Further Analysis of the 2017-18 WA State Legislature

This is my second post looking at the data from the 2017-18 Washington State Legislative Session. the first part of this blog can be read here

After some time looking at different bills that did pass, I started to wonder if a bill was more likely to pass if it had more sponsors. First I took the 647 bills passed by the Legislation and signed into law by Governor and looked up how many co-sponsors each bill had:

Then I I took every bill that was introduced but did not become law and counted up the sponsors for these:

So it appears that the number of sponsors is not particulary predictive for a bill becoming law. The three bills introduced in the Senate with the highest number of Sponsors were:

Bill Sponsor count Summary
5598 40 Granting relatives, including but not limited to grandparents, the right to seek visitation with a child through the courts.
6037 28 Concerning the uniform parentage act.
5375 27 Renaming the cancer research endowment authority to the Andy Hill cancer research endowment.

And in the House:

Bill Sponsor count Summary
2282 52 Protecting an open internet in Washington state.
1714 45 Concerning nursing staffing practices at hospitals.
1400 42 Creating Washington state aviation special license plates.
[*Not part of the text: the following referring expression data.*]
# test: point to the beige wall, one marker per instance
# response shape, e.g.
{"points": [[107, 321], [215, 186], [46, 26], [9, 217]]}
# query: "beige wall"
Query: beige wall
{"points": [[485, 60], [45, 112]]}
In November 2017, Manka Dhingra won a special election and the Washington State Senate flipped from Republican held to Democrat held. Initially I wanted to focus on the number of bills passed by a Republican held Senate versus a Democrat held Senate but there were too many extraneous variables such as passing a budget and a shorter session in 2018. Instead, I decided to focus on the number of Yea votes by bill

Many of the bills passed were with almost overwhelming support, which is refreshing to see that there is quite a bit of bipartisanship in Washington State in 2018.